The film stars Beery as Oklahoma Red, Louise Brooks as The Girl (Nancy), and Richard Arlen as The Boy (Jim). Beggars of Life was named one of the six best films for October by the Chicago Tribune; it also made the honor roll for best films of the year in an annual poll conducted by Film Daily. Musical Courier called Beggars of Life ” . . . one of the most entertaining films of the littered season.” And Photoplay thought it “good entertainment.”
Beggars of Life was well regarded, as was Wellman's earlier effort, Wings. On the basis of those two films, Film Daily named Wellman one of the world's best directors for the year's 1928-1929. Each was adapted for sound, as the rare newspaper advertisement below indicates. The two films were showing in Buffalo, New York at the same time.
Though the sound elements for the film are lost, newspaper articles and advertisements of the time tell us a little about the nature of Beggars of Life. Commenting on its New York City premiere, Women's Wear Daily noted "All of these stars outdo themselves in this picture. Wallace Beery talks in this picture, sings a hobo song and ends with an observation about jungle rats in general." The New Yorker commented on "the synchronized accompaniment of sentimental music."

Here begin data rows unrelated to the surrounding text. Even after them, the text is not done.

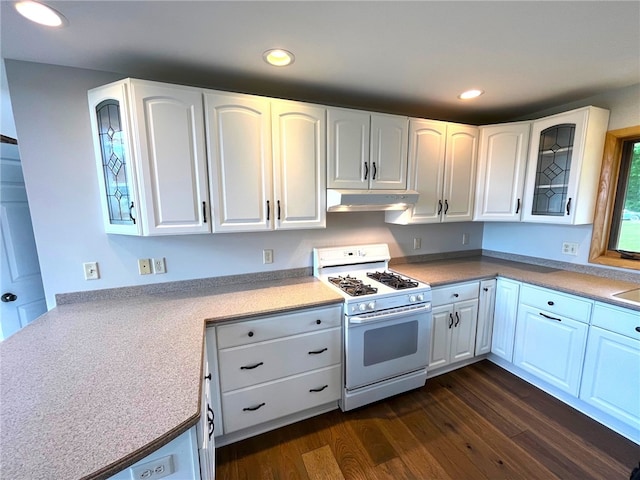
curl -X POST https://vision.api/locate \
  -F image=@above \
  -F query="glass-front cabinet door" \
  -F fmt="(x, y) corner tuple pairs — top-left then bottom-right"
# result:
(522, 106), (610, 225)
(88, 82), (142, 235)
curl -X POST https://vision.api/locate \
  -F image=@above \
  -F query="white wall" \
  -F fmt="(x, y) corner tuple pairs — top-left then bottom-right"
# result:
(483, 83), (640, 273)
(5, 60), (483, 308)
(1, 60), (17, 138)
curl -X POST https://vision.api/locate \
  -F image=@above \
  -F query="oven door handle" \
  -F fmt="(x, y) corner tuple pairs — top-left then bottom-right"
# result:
(348, 303), (430, 324)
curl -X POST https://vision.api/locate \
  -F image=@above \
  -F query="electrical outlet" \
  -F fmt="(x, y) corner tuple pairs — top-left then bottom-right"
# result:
(562, 242), (579, 255)
(130, 454), (174, 480)
(462, 233), (469, 245)
(263, 249), (273, 264)
(83, 262), (99, 280)
(413, 237), (422, 250)
(152, 257), (166, 274)
(138, 258), (152, 275)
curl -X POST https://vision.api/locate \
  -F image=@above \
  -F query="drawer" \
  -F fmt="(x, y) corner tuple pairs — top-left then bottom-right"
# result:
(432, 281), (479, 306)
(217, 304), (342, 348)
(221, 365), (341, 433)
(519, 284), (592, 323)
(218, 327), (341, 392)
(592, 302), (640, 340)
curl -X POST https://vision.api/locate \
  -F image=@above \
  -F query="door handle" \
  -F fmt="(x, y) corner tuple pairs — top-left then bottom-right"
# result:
(1, 293), (17, 303)
(438, 200), (443, 215)
(448, 313), (454, 329)
(364, 162), (369, 180)
(444, 199), (449, 214)
(454, 311), (460, 327)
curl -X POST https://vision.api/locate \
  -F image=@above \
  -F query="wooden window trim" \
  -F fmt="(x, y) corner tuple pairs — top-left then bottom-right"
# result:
(588, 125), (640, 271)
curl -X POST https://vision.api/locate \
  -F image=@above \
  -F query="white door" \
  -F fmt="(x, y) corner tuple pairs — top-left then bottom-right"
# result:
(327, 108), (370, 189)
(428, 304), (453, 369)
(450, 299), (478, 364)
(442, 124), (478, 222)
(0, 143), (46, 340)
(130, 80), (210, 235)
(475, 279), (497, 355)
(491, 278), (520, 361)
(271, 100), (326, 230)
(205, 92), (273, 232)
(369, 113), (408, 190)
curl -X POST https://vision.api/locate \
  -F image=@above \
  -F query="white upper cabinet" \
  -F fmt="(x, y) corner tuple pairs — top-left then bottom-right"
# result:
(205, 92), (326, 232)
(386, 120), (478, 224)
(521, 106), (610, 225)
(88, 79), (210, 235)
(205, 92), (273, 232)
(474, 122), (531, 221)
(271, 100), (326, 230)
(327, 108), (408, 190)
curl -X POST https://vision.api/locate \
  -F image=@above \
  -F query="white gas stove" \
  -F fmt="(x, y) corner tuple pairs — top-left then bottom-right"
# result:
(313, 244), (432, 410)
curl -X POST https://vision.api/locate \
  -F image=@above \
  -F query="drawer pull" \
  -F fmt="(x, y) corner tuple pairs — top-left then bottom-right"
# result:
(635, 327), (640, 333)
(310, 385), (329, 393)
(308, 347), (328, 355)
(240, 362), (264, 370)
(547, 301), (554, 306)
(453, 293), (459, 298)
(204, 373), (211, 381)
(248, 331), (254, 337)
(316, 319), (322, 325)
(243, 402), (266, 412)
(540, 312), (561, 322)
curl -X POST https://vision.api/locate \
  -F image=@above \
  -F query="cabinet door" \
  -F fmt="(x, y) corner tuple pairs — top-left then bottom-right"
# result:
(327, 108), (370, 189)
(513, 304), (588, 395)
(491, 278), (520, 361)
(130, 81), (210, 235)
(369, 113), (408, 190)
(272, 101), (326, 230)
(475, 279), (497, 355)
(474, 123), (530, 221)
(205, 92), (273, 232)
(88, 82), (142, 235)
(429, 304), (453, 369)
(450, 299), (479, 364)
(385, 119), (446, 224)
(521, 106), (609, 225)
(580, 326), (640, 432)
(442, 124), (478, 223)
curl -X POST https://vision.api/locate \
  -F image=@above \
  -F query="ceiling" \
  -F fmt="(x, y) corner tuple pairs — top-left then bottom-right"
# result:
(1, 0), (639, 124)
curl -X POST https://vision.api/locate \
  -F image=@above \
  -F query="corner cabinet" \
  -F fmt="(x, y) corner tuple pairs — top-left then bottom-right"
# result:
(327, 108), (408, 190)
(205, 92), (326, 232)
(386, 120), (478, 224)
(88, 79), (210, 236)
(521, 106), (610, 225)
(474, 122), (530, 221)
(490, 278), (520, 361)
(475, 279), (497, 355)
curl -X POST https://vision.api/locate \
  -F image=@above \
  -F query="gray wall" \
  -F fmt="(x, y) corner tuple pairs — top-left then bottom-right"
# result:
(5, 60), (484, 308)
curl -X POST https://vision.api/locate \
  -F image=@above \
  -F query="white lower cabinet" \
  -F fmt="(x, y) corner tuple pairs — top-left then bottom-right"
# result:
(214, 304), (342, 441)
(580, 303), (640, 434)
(429, 282), (479, 371)
(475, 279), (497, 355)
(490, 278), (520, 361)
(513, 284), (591, 396)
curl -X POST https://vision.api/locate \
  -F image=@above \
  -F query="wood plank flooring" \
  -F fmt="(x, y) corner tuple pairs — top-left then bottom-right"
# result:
(215, 361), (639, 479)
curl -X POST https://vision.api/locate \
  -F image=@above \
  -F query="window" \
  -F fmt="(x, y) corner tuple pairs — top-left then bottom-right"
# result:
(589, 126), (640, 270)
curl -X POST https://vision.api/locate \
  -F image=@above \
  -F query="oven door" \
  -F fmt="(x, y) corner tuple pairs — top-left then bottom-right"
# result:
(345, 303), (431, 390)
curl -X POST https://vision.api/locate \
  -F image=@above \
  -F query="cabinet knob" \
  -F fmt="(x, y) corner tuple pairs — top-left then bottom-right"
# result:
(248, 331), (254, 337)
(316, 319), (322, 325)
(1, 293), (17, 303)
(547, 301), (554, 306)
(635, 327), (640, 333)
(483, 287), (488, 292)
(453, 293), (459, 298)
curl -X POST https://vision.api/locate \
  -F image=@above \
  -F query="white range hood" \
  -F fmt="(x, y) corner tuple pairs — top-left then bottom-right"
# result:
(326, 189), (420, 212)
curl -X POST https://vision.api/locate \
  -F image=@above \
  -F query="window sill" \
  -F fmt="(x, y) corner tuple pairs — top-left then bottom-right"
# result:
(589, 251), (640, 271)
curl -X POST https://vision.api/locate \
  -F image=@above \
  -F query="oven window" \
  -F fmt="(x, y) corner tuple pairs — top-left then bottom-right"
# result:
(363, 320), (418, 366)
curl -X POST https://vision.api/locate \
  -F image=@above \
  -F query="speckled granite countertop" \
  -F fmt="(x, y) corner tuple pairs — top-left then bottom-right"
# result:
(0, 277), (342, 480)
(1, 258), (638, 480)
(391, 257), (640, 311)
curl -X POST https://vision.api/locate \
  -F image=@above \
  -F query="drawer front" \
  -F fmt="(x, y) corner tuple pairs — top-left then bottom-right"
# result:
(217, 304), (342, 348)
(432, 281), (479, 306)
(592, 303), (640, 340)
(221, 365), (341, 433)
(218, 327), (341, 391)
(519, 284), (592, 323)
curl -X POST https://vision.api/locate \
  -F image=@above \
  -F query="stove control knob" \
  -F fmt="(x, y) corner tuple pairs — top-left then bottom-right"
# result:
(358, 303), (366, 312)
(417, 294), (424, 302)
(368, 302), (376, 310)
(409, 295), (417, 302)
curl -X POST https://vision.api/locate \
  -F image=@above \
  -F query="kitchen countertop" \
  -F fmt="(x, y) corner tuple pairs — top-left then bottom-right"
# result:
(1, 257), (638, 480)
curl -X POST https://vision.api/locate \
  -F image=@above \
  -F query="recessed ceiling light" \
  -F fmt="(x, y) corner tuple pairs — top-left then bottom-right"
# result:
(458, 89), (484, 100)
(14, 0), (66, 27)
(263, 49), (295, 67)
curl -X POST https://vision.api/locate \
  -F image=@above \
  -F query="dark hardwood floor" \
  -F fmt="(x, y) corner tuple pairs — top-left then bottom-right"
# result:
(216, 360), (639, 479)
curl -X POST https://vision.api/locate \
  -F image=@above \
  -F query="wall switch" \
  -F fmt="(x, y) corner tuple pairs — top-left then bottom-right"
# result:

Elsewhere, the New Orleans Item observed, "Vitaphone helps the story along with music that is fitting and well arranged. The 'Hallelujah I'm a Bum' rhythm helps the story's speed." Peggy Patton of the Wisconsin News wrote "Wallace Beery, Richard Arlen (also playing in Wings) and Louise Brooks play the featured roles. All do praiseworthy work. By the way it is a sound picture and Wallace Beery speaks a few lines and sings a song. His speaking voice is splendid." Frank Aston of the Cincinnati Post penned, "The direction is admirable. Vitaphonic sounds lend some extra force. Beery is heard singing." The San Diego Union added, "Accompanied by a synchronized musical score of more than average excellence, the picture provides an hour and a half of film entertainment radically out of line with the general run of cinema drama. It is pungent, powerful, appealing, masterfully directed and superbly acted."

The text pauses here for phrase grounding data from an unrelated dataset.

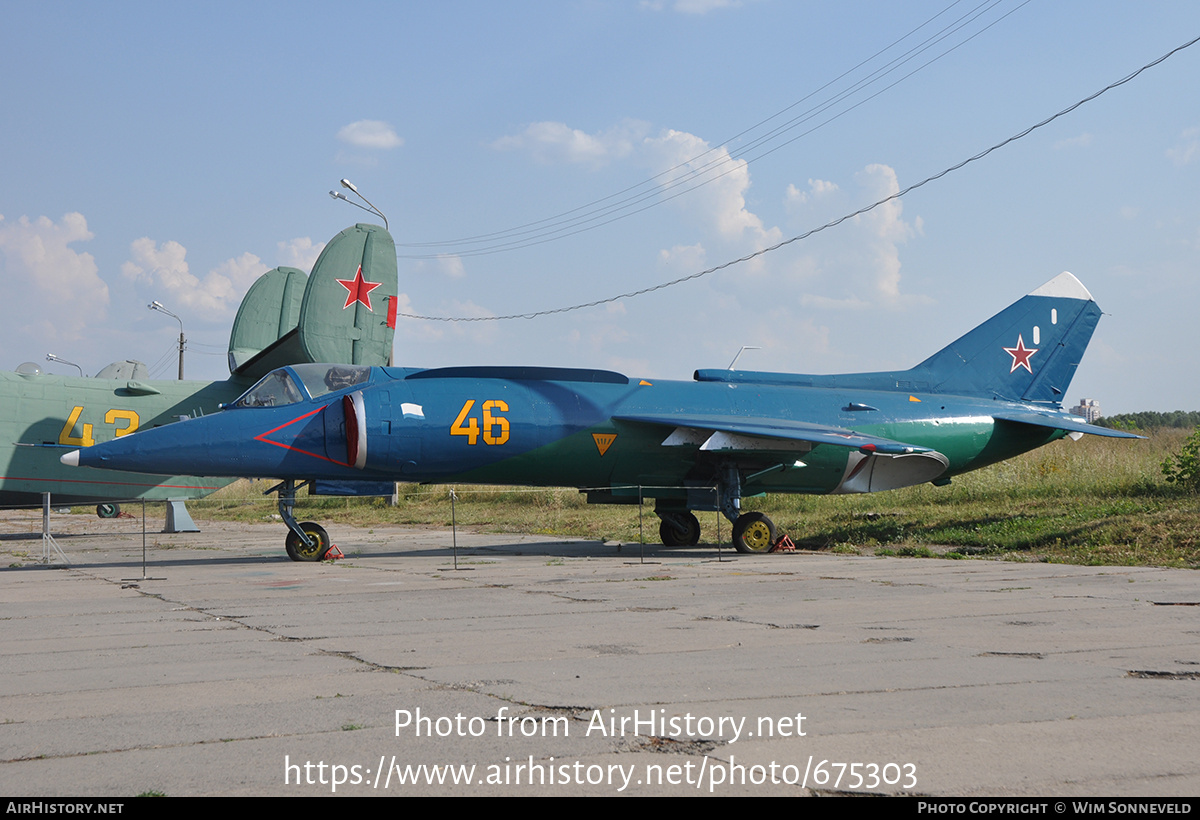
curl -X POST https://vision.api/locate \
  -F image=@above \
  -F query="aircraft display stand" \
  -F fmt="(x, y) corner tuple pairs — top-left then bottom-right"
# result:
(164, 499), (199, 533)
(40, 493), (69, 565)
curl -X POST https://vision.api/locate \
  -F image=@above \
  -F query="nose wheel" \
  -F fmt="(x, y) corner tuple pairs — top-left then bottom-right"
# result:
(270, 479), (332, 561)
(285, 521), (331, 562)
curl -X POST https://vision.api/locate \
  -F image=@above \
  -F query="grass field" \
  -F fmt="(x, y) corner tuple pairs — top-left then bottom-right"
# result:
(188, 428), (1200, 568)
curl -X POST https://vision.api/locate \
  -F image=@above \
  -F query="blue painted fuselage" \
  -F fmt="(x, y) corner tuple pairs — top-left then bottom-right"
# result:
(69, 364), (1062, 500)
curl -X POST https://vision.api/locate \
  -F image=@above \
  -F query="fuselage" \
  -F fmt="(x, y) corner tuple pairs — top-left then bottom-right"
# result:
(70, 362), (1065, 503)
(61, 271), (1134, 559)
(0, 370), (246, 506)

Advertisements for the film proclaimed something along the lines of “Come hear Wallace Beery sing!” But what that song was is uncertain. Reliable sources, including the director's son, site one of two similar titles, “Hark the Bells” or “Don’t You Hear Them Bells?” While at least two newspaper advertisements for the film, including the NYC one above, mention the songs "I Wonder Where She Sits at Night" and "Beggars of Life."
At the time of the film's release, a few recordings of the J. Keirn Brennan and Karl Hajos song “Beggars of Life” were released. The label on some of those 78 rpm recordings describe it as the “Theme Song of the Motion Picture production.” One was by The Troubadours (with male quartet), another by Scrappy Lambert. Here is the Troubadours' recording. It was issued as Victor 21683-B in 1928.
The lyrics to "Beggars of Life" go this way:
"Beggars of life, beggars of life;
Gypsy hearts that are sighing
For skies of blue, sunlight and dew,
Out where swallows are flying.
Each one longing to be led
To a happy homestead,
Where love will cry,
'Don't pass me by!'
Beggars of life, come home!"
Below is the Scrappy Lambert recording. Lambert (1901 – 1987) was an American dance band vocalist who appeared on hundreds of recordings from the 1920s through the 1940s. Might his or The Troubadours recording have been appended to the film, the so-called "sentimental music" referenced by the New Yorker?
There was also a cylinder recording of "Beggars of Life" released at the time. A copy of this recording, housed in a rectangular box and with a paper label, is in the archive of the Louise Brooks Society. However, it being a cylinder recording, the LBS doesn't have a way to play and record it.
To conclude, here is more vintage recording, a cover version on 78 rpm, dating from 1928. It is the Bar Harbor Society Orchestra featuring vocals by Irving Kaufman.
While discussing the use of sound in Beggars of Life, it's worth mentioning that it was during the making of this transitional film that the "boom mic" was perhaps first used. According to David O. Selznick, "I was also present on the stage when a microphone was moved for the first time by Wellman, believe it or not. Sound was relatively new [this was Beggars of Life, 1928] and at that time the sound engineer insisted that the microphone be steady. Wellman, who had quite a temper in those days, got very angry, took the microphone himself, hung it on a boom, gave orders to record--and moved it." In the annals of film history, others have been credited with moving a microphone during the production of a film. Selznick's anecdote, which comes from Kevin Brownlow's The Parade's Gone By, is one account.